Bien sûr, on n’ira pas jusqu’à affirmer que la maîtrise technique propre à Dario Argento se retrouve dans le film de Fulci, d’autant que le déluge de moyens alloués à Inferno en font véritablement l’une de ses œuvres les plus abouties d’un point de vue formel, et sans le moindre doute possible le film sur lequel il a eu toute la latitude nécessaire afin de laisser libre cours à ses délires visuels les plus baroques et les plus personnels.

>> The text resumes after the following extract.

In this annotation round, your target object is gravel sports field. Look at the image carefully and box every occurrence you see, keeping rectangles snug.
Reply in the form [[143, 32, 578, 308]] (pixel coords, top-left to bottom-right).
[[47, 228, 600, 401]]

Ce n’est pas à vous qu’on va l’apprendre : Inferno est donc la suite informelle de Suspiria (1977), prolongeant la mythologie des « Trois Mères » (Mater Suspiriorum, Mater Tenebrarum et Mater Lachrymarum). Toujours co-écrit avec Daria Nicolodi, le film déploie une trame narrative simple, ayant la particularité de ne pas suivre de héros ou d’héroïne en particulier, le film bifurquant sans cesse d’un personnage à un autre pendant un long moment avant de se fixer sur celui de Mark, interprété par Leigh McCloskey. Suivant une logique n’appartenant qu’à lui, Argento les suit un à un, séparément, et chacun devient à son tour le personnage principal du film, ce qui renforce encore l’aspect « morcelé » du film, fonctionnant presque comme un film à sketches. Cet aspect « film dans le film » sert et dessert à la fois Inferno, dans le sens où si chaque segment du film s’avère indéniablement réussi et profondément marquant, on pourra avoir néanmoins tendance à oublier de quel film est issu telle ou telle séquence. Ainsi, si vous me permettez, ô lecteur chéri, un aparté complètement personnel – une fois n’est pas coutume ! – il se trouve qu’étant natif de 1980, j’ai découvert Inferno relativement tard, soit au début des années 90 en VHS. Une séquence du film en particulier m’a hanté durant de longues années : il s’agit de celle durant laquelle l’antiquaire Kazanian s’en va noyer les chats du voisinage dans son grand sac de jute. Hé bien figurez-vous que si j’étais parfaitement conscient que cette scène était signée Argento, je n’arrivais plus à « remettre » le film duquel elle était tirée. Ce n’est qu’en redécouvrant le film en DVD au début des années 2000 qu’enfin je parviendrais à resituer cette séquence au cœur d’une œuvre décidément étrange, enchaînant les séquences hallucinées autant que les moments de bravoure.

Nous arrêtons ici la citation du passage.